The above visualization compares forecasts and actual results for influenza hospitalizations, broken down by specific forecasting methodologies. In EpiLake Flu we store these predictions for each state, as well as predictions for the entire United States.

We also provide forecasts for influenza hospitalizations, by state, for up to four weeks into the future, along with confidence intervals and uncertainty estimates.

This can be especially valuable for those who are responsible for managing the demand for influenza medications and other related products and services. By anticipating influenza prevalence, you can get a better sense of the likely demand for your products and plan your inventory accordingly.

Global Insights: Understanding Foreign Flu Seasons

EpiLake Flu not only provides data on influenza transmission in the United States, but also includes global data that can be used to better understand the global landscape of influenza transmission. By analyzing foreign flu seasons, you can gain a deeper understanding of the various factors that impact influenza transmission and identify trends and patterns that may be relevant to your own country or region.

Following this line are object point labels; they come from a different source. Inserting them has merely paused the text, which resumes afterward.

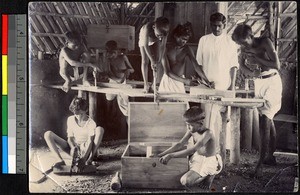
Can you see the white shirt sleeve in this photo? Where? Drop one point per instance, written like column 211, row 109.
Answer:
column 91, row 127
column 199, row 56
column 234, row 55
column 70, row 132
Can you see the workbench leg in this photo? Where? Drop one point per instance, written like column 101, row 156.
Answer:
column 223, row 138
column 246, row 128
column 92, row 105
column 235, row 135
column 255, row 130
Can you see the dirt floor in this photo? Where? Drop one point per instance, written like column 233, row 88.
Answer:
column 233, row 178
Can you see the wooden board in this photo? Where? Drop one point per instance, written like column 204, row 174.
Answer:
column 65, row 170
column 198, row 90
column 98, row 35
column 152, row 122
column 138, row 171
column 244, row 100
column 36, row 175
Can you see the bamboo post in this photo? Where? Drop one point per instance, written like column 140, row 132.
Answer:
column 255, row 130
column 122, row 15
column 159, row 9
column 278, row 26
column 223, row 140
column 235, row 136
column 246, row 128
column 115, row 184
column 92, row 105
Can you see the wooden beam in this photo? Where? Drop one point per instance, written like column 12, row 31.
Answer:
column 159, row 9
column 60, row 8
column 282, row 15
column 235, row 136
column 58, row 20
column 69, row 16
column 122, row 14
column 249, row 17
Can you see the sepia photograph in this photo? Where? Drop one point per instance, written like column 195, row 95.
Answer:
column 163, row 97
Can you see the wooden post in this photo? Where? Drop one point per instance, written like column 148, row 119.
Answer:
column 122, row 15
column 255, row 130
column 159, row 9
column 246, row 128
column 222, row 7
column 271, row 21
column 235, row 135
column 223, row 139
column 278, row 26
column 92, row 105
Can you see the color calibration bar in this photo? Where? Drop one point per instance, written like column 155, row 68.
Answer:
column 14, row 52
column 4, row 94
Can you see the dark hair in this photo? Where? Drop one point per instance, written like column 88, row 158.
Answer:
column 78, row 104
column 73, row 36
column 111, row 45
column 241, row 32
column 161, row 23
column 183, row 30
column 217, row 17
column 194, row 114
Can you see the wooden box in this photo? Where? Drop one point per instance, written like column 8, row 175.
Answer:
column 152, row 129
column 98, row 35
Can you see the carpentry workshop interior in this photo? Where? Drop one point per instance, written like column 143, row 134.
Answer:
column 89, row 65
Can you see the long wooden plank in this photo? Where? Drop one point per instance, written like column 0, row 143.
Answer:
column 286, row 118
column 157, row 123
column 244, row 100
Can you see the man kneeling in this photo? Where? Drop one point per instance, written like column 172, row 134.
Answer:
column 82, row 135
column 204, row 162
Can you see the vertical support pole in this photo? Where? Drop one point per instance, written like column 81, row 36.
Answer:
column 122, row 16
column 235, row 136
column 92, row 105
column 255, row 131
column 222, row 7
column 223, row 139
column 278, row 26
column 159, row 9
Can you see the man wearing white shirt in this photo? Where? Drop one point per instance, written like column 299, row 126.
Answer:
column 217, row 53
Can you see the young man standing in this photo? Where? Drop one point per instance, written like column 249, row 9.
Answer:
column 217, row 53
column 260, row 54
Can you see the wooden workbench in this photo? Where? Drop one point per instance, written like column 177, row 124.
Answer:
column 129, row 90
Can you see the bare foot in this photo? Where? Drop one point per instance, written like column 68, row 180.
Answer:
column 270, row 160
column 257, row 173
column 86, row 83
column 58, row 165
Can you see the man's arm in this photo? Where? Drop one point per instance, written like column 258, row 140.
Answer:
column 74, row 62
column 179, row 145
column 233, row 71
column 145, row 43
column 271, row 53
column 169, row 73
column 198, row 68
column 189, row 151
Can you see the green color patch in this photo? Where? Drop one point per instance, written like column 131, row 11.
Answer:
column 4, row 115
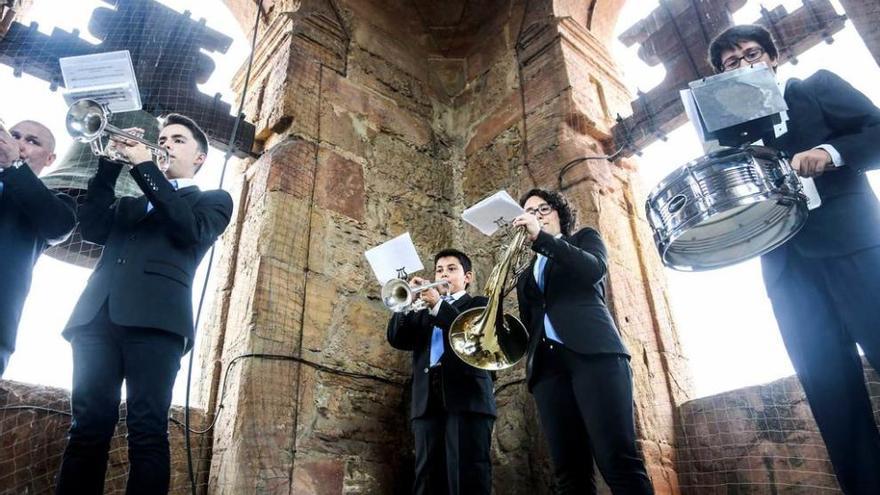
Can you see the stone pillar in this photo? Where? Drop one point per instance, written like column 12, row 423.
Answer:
column 378, row 118
column 342, row 108
column 865, row 16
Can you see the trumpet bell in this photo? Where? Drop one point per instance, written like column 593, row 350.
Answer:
column 71, row 176
column 397, row 295
column 486, row 345
column 86, row 120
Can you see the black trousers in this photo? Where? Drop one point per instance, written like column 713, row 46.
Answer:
column 105, row 354
column 452, row 449
column 585, row 406
column 5, row 354
column 824, row 307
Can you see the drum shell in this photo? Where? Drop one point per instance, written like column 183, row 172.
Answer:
column 725, row 207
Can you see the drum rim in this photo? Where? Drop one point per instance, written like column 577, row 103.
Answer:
column 801, row 210
column 763, row 152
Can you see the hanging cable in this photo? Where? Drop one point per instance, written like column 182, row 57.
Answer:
column 229, row 152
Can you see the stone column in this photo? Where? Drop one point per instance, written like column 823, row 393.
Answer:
column 570, row 91
column 378, row 118
column 313, row 398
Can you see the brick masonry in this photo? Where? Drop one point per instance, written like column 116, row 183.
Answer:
column 33, row 432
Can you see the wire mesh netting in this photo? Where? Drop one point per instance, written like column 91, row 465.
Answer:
column 174, row 57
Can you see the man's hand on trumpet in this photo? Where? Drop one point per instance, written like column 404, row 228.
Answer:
column 430, row 296
column 131, row 150
column 9, row 149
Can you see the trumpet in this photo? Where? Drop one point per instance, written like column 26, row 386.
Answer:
column 89, row 121
column 399, row 297
column 486, row 337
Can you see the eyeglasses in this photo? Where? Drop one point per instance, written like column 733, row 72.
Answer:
column 544, row 209
column 751, row 56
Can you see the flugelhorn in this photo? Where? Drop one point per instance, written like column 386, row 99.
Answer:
column 399, row 297
column 89, row 122
column 486, row 337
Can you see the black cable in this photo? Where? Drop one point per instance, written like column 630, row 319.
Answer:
column 229, row 152
column 568, row 166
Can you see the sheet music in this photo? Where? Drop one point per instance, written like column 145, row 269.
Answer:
column 104, row 77
column 493, row 212
column 391, row 258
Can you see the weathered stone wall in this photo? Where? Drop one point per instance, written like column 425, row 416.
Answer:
column 865, row 16
column 33, row 432
column 760, row 439
column 378, row 118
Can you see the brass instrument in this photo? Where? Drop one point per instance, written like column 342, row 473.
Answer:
column 399, row 297
column 89, row 121
column 486, row 337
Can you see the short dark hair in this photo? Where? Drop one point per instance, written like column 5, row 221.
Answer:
column 465, row 261
column 733, row 36
column 197, row 132
column 567, row 215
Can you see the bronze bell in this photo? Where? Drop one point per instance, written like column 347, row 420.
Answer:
column 72, row 175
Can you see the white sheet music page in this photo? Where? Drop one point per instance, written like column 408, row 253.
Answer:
column 493, row 212
column 104, row 77
column 393, row 257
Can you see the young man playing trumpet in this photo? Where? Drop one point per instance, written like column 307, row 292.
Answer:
column 577, row 366
column 134, row 321
column 453, row 406
column 31, row 218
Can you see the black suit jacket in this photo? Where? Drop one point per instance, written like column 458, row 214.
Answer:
column 465, row 388
column 573, row 297
column 825, row 109
column 32, row 217
column 146, row 271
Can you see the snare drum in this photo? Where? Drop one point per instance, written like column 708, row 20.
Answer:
column 726, row 207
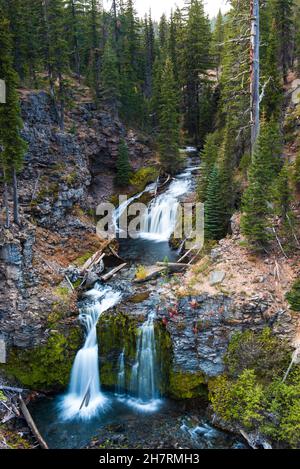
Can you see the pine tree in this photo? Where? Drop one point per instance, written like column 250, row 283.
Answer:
column 75, row 10
column 150, row 55
column 297, row 171
column 55, row 53
column 282, row 194
column 233, row 110
column 217, row 42
column 208, row 158
column 110, row 77
column 214, row 216
column 265, row 167
column 175, row 42
column 169, row 121
column 293, row 296
column 123, row 165
column 13, row 146
column 283, row 11
column 93, row 12
column 163, row 34
column 273, row 95
column 195, row 63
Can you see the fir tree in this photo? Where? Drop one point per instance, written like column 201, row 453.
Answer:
column 297, row 171
column 293, row 296
column 282, row 194
column 150, row 55
column 13, row 147
column 195, row 63
column 217, row 42
column 283, row 11
column 208, row 159
column 110, row 77
column 169, row 121
column 175, row 42
column 123, row 165
column 55, row 53
column 163, row 33
column 93, row 12
column 263, row 170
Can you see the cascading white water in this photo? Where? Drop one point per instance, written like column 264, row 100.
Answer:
column 159, row 221
column 84, row 397
column 124, row 205
column 144, row 376
column 121, row 374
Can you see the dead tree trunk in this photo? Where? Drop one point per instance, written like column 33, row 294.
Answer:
column 16, row 198
column 5, row 197
column 255, row 71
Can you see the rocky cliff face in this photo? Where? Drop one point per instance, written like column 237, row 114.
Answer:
column 66, row 174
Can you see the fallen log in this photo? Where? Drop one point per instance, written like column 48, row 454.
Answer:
column 9, row 388
column 115, row 254
column 150, row 276
column 31, row 423
column 172, row 265
column 70, row 283
column 94, row 260
column 113, row 272
column 255, row 441
column 186, row 255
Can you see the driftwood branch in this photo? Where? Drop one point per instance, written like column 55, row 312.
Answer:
column 31, row 423
column 12, row 389
column 279, row 243
column 113, row 272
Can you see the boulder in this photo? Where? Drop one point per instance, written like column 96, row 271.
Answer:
column 216, row 277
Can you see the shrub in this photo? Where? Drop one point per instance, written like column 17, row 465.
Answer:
column 262, row 352
column 293, row 296
column 141, row 273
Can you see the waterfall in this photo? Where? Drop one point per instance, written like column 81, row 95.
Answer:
column 144, row 376
column 121, row 374
column 160, row 219
column 84, row 397
column 124, row 205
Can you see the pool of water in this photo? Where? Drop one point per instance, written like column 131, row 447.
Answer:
column 124, row 423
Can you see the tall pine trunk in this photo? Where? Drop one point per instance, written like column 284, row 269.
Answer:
column 16, row 198
column 255, row 70
column 5, row 196
column 49, row 65
column 76, row 45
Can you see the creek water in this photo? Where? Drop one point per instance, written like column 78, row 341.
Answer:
column 70, row 421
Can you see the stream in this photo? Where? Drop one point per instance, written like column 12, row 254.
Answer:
column 141, row 417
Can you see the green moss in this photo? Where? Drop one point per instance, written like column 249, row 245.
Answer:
column 184, row 385
column 139, row 297
column 80, row 261
column 46, row 367
column 14, row 439
column 144, row 176
column 62, row 292
column 118, row 332
column 293, row 296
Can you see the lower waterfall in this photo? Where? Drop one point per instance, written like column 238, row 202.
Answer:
column 84, row 397
column 121, row 374
column 144, row 373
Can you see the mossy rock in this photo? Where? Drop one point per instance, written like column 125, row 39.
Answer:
column 48, row 366
column 184, row 385
column 143, row 177
column 139, row 297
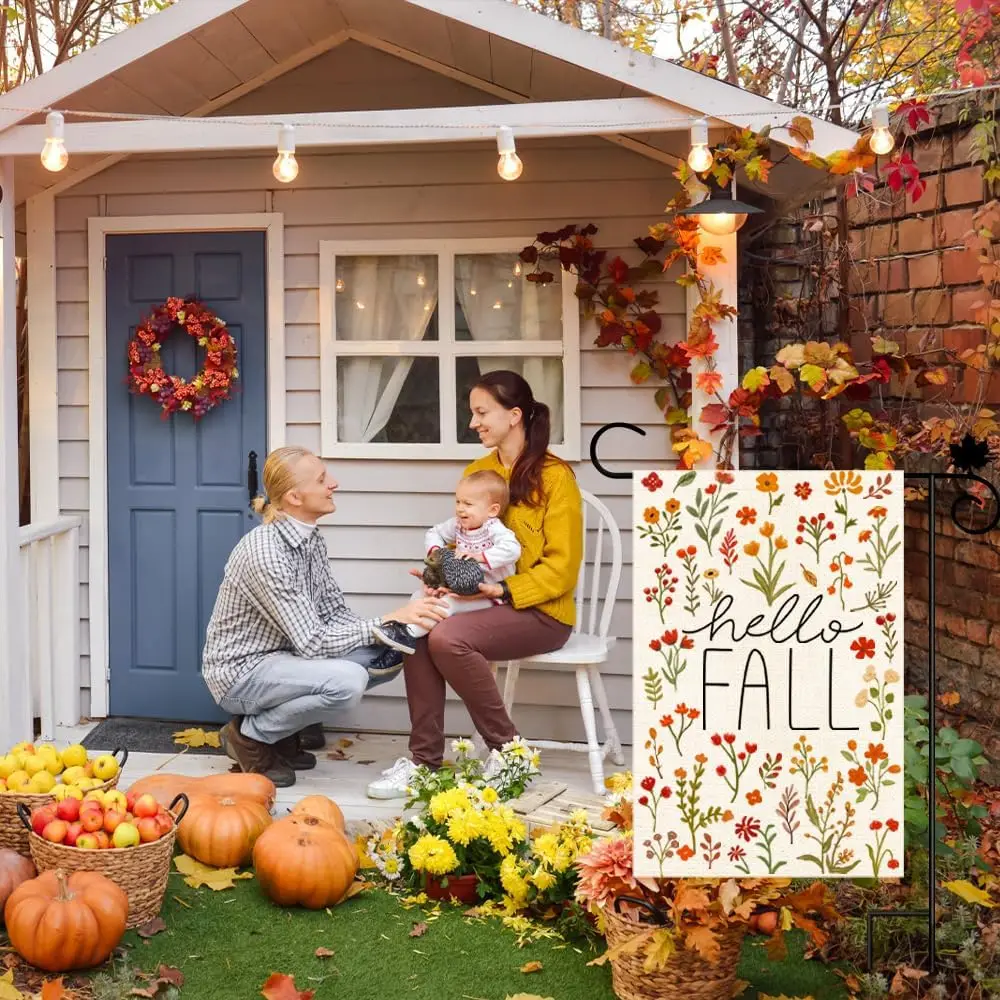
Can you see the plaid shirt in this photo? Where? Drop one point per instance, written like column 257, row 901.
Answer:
column 278, row 596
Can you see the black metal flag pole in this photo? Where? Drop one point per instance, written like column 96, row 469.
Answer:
column 968, row 455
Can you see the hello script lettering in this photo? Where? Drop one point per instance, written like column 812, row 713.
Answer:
column 756, row 676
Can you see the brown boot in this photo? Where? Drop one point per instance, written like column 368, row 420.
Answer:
column 253, row 756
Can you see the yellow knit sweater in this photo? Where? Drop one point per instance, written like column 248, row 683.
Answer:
column 551, row 538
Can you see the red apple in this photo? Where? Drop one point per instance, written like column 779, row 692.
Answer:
column 148, row 829
column 68, row 809
column 56, row 831
column 42, row 816
column 145, row 805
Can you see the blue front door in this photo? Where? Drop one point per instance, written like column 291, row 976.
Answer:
column 177, row 490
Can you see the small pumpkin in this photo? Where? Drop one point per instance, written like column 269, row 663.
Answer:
column 14, row 869
column 59, row 923
column 303, row 861
column 220, row 830
column 322, row 808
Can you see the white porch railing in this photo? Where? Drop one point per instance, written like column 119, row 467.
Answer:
column 50, row 578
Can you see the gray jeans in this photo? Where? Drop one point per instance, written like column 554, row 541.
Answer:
column 284, row 693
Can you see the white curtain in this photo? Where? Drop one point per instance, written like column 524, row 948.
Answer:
column 383, row 298
column 526, row 312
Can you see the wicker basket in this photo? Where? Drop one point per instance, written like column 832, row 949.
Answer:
column 687, row 976
column 142, row 871
column 12, row 832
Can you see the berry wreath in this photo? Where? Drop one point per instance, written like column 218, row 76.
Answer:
column 211, row 386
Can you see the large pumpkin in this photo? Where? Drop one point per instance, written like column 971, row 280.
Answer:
column 220, row 830
column 14, row 869
column 303, row 861
column 322, row 808
column 59, row 924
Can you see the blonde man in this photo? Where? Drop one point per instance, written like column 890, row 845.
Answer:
column 283, row 649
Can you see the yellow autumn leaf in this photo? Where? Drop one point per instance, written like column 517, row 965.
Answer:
column 8, row 991
column 964, row 889
column 195, row 738
column 196, row 874
column 756, row 379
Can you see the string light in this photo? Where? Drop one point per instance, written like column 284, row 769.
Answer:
column 700, row 158
column 881, row 142
column 510, row 166
column 54, row 155
column 286, row 167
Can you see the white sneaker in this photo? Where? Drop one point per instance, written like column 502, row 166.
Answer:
column 394, row 782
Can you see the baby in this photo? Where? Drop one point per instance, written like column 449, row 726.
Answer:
column 485, row 551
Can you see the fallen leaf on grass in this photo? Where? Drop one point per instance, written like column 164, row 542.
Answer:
column 198, row 874
column 282, row 987
column 152, row 927
column 195, row 738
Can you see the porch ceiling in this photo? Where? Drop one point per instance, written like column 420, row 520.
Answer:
column 178, row 65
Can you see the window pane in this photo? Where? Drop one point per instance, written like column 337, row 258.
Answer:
column 544, row 375
column 386, row 298
column 492, row 302
column 385, row 400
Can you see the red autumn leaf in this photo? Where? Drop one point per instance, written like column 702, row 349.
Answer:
column 282, row 987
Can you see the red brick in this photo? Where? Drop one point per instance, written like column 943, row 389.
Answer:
column 964, row 186
column 932, row 307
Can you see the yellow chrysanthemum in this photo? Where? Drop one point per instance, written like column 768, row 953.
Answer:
column 433, row 855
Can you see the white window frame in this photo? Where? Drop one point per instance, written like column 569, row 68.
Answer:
column 445, row 347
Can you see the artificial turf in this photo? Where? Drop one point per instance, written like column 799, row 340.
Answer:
column 228, row 943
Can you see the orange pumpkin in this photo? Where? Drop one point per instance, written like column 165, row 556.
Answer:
column 322, row 808
column 220, row 830
column 59, row 924
column 303, row 861
column 14, row 869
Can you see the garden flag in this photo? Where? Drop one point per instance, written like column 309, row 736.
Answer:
column 768, row 674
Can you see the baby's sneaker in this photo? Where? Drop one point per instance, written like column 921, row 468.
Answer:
column 396, row 636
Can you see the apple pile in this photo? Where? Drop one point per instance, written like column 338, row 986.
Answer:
column 44, row 769
column 102, row 819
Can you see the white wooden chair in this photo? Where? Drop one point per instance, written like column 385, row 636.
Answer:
column 587, row 647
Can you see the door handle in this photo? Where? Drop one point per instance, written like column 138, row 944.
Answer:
column 251, row 477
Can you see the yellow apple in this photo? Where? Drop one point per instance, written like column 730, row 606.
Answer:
column 74, row 756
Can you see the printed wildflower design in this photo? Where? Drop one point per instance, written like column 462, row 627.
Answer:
column 685, row 719
column 767, row 579
column 693, row 816
column 878, row 696
column 869, row 776
column 738, row 761
column 804, row 763
column 840, row 484
column 814, row 533
column 831, row 857
column 728, row 551
column 881, row 549
column 661, row 594
column 661, row 528
column 880, row 851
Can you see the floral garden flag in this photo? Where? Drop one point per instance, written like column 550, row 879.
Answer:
column 768, row 674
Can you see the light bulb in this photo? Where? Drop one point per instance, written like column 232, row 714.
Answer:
column 881, row 142
column 286, row 167
column 509, row 167
column 54, row 155
column 700, row 158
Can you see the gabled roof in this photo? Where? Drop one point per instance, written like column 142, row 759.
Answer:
column 199, row 56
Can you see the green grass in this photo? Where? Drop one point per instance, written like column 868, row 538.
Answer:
column 228, row 943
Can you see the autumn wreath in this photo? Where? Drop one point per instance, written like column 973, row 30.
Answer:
column 210, row 386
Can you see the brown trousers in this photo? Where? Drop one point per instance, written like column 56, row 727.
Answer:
column 458, row 651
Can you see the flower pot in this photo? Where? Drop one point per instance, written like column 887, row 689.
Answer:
column 460, row 887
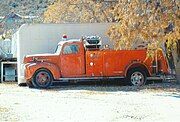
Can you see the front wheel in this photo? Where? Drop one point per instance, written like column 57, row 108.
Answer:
column 42, row 79
column 136, row 77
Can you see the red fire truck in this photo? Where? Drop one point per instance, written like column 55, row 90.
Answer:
column 83, row 59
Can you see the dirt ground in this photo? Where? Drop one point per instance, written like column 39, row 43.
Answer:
column 153, row 102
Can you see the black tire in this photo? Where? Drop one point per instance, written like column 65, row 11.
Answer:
column 42, row 79
column 136, row 77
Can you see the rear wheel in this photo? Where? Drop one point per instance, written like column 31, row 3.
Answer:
column 29, row 84
column 136, row 77
column 42, row 79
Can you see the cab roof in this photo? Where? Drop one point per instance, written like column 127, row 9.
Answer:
column 70, row 40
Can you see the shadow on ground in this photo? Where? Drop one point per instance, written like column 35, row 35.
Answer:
column 118, row 85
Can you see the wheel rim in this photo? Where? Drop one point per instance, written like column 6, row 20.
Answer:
column 42, row 79
column 137, row 78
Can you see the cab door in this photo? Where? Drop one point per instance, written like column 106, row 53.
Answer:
column 72, row 61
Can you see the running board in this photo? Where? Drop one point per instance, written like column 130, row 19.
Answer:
column 87, row 78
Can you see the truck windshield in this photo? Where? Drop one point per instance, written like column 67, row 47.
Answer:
column 58, row 49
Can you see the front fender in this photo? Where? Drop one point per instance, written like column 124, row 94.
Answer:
column 31, row 68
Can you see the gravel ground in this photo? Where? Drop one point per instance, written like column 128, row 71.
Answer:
column 153, row 102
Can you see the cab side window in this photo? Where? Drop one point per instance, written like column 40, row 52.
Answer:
column 70, row 49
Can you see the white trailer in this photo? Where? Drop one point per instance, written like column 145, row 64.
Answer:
column 43, row 38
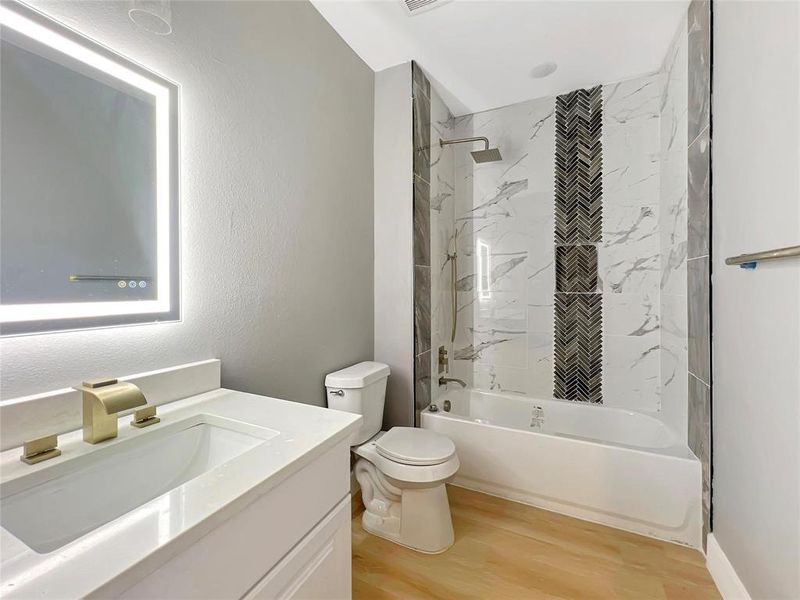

This visualization shows the influenza cases in Australia superimposed on the cases in the United States. You can use this visualization to compare the two flu seasons and identify any correlations or trends that may be relevant for understanding the global landscape of influenza transmission. Notice the following:

  • The near disappearance of the 2021 flu season occurring in Australia before the U.S.
  • The 2022 spike in Australian cases preempting a similar U.S. rise the following winter


Influenza can have significant impacts on individuals, communities, and businesses across the world. EpiLake Flu is a comprehensive collection of influenza surveillance data from Rearc that provides valuable insights into the current state and trends of influenza transmission. With this data, you can better understand the scope and severity of influenza in the United States, dig deep into potential indicators and correlations, and anticipate demand for flu-related products and services.

In addition to the data included in EpiLake Flu, Rearc also offers additional data sources that can be used to enrich the data and provide even more insights.

Thank you for joining us in this exploration of EpiLake Flu’s capabilities! Influenza surveillance data is a critical tool for mitigating and understanding the impacts of flu, and EpiLake Flu is here to help you access the data you need.